Cats and dogs could be passing antibiotic-resistant “superbugs” to their owners, according to a new study.
The study by the University of Lisbon found that several pets in Portugal and one in the UK were found to be carrying similar antibiotic-resistant bacteria to their owners.
Scientists say that the bacteria could include E. coli and another type linked with pneumonia.
Juliana Menezes, a University of Lisbon PhD student, said: “In this study, we provide evidence that bacteria resistant to a third generation cephalosporins, critically important antibiotics, are being passed from pets to their owners.”
“Dogs and cats may aid the spread and persistence of such bacteria in the community and it is vitally important that they are included in assessments of antimicrobial resistance.”

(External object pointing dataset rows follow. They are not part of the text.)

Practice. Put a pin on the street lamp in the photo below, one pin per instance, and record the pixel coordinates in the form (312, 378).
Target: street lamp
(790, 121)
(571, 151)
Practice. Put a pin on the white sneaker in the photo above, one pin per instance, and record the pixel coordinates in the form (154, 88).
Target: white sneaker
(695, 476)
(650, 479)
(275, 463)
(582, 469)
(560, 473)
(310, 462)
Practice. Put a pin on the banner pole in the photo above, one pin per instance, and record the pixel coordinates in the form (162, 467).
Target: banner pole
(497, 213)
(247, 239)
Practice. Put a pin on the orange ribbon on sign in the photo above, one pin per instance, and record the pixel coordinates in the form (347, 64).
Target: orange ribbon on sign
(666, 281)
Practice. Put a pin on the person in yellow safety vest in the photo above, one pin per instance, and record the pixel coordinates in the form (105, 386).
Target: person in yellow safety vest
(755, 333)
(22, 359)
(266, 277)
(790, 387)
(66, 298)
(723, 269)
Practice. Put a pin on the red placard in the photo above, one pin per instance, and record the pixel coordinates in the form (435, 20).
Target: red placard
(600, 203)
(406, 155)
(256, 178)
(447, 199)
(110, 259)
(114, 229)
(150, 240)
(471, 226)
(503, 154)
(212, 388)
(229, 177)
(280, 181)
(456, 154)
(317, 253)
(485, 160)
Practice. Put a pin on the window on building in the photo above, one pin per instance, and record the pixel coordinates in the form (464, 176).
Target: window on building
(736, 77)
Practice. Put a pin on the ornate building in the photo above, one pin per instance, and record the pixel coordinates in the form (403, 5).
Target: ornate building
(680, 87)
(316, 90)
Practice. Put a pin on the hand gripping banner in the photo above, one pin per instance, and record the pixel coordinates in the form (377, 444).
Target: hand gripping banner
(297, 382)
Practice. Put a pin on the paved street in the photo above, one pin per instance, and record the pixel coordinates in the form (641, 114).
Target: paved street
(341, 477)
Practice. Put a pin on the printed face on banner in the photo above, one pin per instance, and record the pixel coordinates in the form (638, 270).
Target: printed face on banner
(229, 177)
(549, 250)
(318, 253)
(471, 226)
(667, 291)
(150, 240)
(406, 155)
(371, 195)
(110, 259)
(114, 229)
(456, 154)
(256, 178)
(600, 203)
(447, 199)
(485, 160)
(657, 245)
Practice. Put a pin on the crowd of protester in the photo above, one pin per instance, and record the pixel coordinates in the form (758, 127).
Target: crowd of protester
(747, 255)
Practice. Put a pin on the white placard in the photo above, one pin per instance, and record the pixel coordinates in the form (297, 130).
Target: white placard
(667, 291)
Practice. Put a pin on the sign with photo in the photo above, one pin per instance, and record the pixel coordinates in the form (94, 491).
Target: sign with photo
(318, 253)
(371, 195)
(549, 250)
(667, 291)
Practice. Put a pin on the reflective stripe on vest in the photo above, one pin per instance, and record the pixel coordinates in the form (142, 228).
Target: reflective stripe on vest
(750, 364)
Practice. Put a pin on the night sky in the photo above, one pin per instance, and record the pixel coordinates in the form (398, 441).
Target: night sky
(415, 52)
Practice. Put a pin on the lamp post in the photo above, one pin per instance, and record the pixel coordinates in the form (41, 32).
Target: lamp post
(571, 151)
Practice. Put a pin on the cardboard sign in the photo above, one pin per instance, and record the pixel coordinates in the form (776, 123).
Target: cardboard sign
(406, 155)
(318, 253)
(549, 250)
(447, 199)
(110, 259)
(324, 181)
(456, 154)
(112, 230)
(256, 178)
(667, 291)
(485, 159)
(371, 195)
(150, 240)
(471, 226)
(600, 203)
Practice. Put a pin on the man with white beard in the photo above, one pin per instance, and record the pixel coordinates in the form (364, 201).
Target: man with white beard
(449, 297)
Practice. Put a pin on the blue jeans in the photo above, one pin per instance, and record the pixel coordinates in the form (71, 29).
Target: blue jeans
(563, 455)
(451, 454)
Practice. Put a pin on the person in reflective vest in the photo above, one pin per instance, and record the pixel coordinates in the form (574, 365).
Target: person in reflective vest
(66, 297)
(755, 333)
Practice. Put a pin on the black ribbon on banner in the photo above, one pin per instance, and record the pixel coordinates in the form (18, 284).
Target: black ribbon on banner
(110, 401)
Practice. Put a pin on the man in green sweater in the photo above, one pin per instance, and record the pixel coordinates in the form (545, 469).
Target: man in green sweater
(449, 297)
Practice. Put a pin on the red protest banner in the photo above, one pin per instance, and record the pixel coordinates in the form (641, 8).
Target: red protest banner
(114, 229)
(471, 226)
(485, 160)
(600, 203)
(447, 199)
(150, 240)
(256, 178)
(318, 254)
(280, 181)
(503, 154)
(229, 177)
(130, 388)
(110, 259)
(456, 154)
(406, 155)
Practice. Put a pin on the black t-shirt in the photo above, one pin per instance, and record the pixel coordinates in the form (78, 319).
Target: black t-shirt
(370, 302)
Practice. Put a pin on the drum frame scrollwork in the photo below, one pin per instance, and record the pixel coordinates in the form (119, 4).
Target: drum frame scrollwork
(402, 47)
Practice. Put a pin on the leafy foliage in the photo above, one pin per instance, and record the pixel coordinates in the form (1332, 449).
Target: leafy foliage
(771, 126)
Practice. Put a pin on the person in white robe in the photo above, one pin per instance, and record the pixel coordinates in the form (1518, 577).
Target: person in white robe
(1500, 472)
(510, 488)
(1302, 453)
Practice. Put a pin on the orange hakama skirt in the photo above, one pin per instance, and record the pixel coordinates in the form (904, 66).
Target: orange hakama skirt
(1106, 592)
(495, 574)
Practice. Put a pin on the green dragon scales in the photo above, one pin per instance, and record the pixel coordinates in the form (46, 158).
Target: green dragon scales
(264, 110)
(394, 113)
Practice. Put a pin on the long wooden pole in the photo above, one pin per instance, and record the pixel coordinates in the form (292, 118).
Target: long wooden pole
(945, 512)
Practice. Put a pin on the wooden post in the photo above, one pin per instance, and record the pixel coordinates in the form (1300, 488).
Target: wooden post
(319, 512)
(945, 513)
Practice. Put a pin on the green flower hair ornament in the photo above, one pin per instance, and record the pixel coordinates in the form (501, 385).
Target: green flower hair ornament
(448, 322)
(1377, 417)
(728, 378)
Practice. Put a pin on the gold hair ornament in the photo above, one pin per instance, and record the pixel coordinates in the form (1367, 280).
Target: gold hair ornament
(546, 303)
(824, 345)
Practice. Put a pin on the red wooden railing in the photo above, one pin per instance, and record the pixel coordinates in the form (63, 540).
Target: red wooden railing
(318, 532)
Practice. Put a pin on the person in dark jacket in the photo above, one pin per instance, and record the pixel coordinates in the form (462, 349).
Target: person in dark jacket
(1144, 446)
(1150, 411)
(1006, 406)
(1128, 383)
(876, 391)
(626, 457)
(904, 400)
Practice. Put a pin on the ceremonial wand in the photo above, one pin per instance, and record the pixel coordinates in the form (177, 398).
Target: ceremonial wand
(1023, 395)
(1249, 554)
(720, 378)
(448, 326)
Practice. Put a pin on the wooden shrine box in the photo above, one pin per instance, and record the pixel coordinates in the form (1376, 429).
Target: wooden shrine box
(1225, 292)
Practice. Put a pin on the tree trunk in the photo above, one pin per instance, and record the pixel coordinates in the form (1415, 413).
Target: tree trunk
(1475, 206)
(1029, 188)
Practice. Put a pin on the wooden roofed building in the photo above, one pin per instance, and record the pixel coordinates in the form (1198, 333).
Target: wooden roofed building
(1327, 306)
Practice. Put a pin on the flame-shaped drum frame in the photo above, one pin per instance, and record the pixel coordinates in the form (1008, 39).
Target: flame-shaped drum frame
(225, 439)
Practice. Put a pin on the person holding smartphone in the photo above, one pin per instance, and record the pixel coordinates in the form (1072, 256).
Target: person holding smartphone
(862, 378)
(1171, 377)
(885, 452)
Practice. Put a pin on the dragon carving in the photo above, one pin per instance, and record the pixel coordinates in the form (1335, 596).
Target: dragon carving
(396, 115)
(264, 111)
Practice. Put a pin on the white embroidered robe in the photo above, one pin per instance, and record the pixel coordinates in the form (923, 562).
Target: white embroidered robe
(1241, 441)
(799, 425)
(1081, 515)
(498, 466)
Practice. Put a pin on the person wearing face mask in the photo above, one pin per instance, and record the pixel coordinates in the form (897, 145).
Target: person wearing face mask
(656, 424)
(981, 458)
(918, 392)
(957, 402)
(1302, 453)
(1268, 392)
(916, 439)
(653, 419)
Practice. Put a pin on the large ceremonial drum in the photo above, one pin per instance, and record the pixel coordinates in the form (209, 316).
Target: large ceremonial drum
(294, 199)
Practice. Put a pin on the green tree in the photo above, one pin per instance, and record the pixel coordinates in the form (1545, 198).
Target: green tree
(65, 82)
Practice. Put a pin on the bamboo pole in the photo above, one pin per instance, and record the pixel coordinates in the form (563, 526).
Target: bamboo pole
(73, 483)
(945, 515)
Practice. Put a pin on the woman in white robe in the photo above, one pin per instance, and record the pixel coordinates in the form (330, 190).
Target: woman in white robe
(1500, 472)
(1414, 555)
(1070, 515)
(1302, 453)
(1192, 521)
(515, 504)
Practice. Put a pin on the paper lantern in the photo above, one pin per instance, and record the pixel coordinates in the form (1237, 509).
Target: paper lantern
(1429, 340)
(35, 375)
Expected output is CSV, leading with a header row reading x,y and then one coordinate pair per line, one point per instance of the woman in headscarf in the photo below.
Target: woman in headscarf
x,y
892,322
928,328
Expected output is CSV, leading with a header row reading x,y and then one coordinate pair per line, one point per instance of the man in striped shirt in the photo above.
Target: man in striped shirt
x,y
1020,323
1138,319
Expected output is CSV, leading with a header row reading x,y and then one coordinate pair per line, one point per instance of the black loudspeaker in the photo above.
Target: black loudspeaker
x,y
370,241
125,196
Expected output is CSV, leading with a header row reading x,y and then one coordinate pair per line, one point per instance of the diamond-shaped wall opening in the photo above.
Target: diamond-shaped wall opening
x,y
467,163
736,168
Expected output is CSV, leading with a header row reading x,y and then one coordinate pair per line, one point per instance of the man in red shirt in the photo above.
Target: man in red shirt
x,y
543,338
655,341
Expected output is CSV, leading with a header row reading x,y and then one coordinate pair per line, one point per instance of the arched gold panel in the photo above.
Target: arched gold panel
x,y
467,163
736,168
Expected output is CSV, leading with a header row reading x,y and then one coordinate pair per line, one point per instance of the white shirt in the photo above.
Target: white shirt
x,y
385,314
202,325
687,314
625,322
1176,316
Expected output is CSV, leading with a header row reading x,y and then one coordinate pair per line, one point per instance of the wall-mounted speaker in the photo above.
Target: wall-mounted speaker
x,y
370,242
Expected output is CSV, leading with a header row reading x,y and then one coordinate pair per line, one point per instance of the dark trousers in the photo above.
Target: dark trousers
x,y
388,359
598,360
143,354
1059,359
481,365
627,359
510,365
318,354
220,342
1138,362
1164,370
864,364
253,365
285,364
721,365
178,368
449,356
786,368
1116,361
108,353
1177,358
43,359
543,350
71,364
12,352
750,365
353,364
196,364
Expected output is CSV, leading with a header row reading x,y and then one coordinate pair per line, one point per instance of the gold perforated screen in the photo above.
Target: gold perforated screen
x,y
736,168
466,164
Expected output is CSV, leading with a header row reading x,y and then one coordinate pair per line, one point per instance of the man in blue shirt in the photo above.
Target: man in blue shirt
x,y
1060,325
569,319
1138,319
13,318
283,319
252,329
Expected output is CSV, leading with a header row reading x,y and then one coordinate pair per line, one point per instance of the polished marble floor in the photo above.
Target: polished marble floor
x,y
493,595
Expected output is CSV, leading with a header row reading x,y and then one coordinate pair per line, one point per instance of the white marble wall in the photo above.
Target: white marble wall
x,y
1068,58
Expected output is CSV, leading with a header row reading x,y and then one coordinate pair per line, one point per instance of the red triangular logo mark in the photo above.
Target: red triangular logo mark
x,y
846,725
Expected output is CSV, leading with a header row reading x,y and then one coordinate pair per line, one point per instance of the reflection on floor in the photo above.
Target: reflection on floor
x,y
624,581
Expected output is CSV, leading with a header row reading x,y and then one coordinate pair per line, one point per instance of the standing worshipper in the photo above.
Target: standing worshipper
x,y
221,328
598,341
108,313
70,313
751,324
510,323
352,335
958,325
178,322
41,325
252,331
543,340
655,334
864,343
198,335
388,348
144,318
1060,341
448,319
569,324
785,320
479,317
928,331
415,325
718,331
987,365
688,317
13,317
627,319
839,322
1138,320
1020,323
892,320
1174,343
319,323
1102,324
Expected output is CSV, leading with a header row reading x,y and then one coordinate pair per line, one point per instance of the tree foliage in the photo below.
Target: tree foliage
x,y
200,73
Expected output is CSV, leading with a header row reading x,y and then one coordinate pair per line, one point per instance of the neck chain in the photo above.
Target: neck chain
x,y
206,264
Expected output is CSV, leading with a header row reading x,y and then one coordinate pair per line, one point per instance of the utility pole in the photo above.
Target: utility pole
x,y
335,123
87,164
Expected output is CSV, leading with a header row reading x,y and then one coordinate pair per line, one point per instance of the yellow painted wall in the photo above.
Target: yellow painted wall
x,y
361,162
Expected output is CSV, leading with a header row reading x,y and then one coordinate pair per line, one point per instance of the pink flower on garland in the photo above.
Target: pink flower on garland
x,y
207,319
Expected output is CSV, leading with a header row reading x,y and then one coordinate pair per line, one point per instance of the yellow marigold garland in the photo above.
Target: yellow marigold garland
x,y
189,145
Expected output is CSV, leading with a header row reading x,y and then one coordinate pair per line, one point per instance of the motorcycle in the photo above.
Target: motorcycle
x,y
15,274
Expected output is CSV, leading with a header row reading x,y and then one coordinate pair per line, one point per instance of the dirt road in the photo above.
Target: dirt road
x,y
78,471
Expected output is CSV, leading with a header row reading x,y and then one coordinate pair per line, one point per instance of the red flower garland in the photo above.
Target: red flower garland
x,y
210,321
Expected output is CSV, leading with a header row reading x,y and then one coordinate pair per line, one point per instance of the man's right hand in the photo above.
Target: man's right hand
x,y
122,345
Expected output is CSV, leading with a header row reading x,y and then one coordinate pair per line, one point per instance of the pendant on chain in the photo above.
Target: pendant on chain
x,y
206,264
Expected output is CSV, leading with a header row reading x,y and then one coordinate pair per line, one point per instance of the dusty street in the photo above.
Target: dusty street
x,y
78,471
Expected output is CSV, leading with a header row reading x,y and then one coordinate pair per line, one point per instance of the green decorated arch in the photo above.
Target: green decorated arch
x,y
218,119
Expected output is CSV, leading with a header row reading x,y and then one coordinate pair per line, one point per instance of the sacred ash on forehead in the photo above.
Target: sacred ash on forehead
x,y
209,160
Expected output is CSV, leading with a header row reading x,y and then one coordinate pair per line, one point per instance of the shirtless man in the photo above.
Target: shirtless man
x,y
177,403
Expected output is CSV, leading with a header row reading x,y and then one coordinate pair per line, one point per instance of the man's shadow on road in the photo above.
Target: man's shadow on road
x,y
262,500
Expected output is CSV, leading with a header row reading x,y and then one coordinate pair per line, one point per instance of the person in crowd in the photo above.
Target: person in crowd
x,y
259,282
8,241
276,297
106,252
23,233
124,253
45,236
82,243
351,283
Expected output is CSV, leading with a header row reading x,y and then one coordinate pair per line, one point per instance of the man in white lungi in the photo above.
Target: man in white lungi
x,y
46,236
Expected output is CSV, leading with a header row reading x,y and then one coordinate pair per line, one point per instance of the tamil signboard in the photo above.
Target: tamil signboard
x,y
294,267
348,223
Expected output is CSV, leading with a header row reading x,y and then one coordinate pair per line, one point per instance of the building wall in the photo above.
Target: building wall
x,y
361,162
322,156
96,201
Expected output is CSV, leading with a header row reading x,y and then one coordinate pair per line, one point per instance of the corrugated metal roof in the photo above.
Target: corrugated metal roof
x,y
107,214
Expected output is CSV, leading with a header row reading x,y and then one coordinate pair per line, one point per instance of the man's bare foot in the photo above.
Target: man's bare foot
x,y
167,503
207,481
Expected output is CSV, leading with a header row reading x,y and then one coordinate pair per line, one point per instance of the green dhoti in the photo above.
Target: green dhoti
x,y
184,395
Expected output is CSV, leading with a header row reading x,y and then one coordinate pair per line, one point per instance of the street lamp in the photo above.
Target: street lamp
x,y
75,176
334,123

“Owners can reduce the spread of multidrug-resistant bacteria by practicing good hygiene, including washing their hands after collecting their dog or cat’s waste and even after petting them.”
A total of five cats, 38 dogs, and 78 humans from 43 households in Portugal were studied, as well as seven dogs and eight humans from seven UK households.
Out of the whole group, three cats, 21 dogs, and 28 owners tested positive for bacteria resistant to key third generation cephalosporins.
The study did not determine whether the bacteria was transferred from pet to human or vice versa.
Researchers ensured that all of the pets were treated for their conditions. Owners were not sick and did not receive treatment.
Drug-resistant infections kill roughly 700,000 people per year around the world. It is estimated that this figure will rise to 10 million by 2050 if no action is taken.
The World Health Organization (WHO) has dubbed the phenomenon one of the greatest public health threats facing humanity.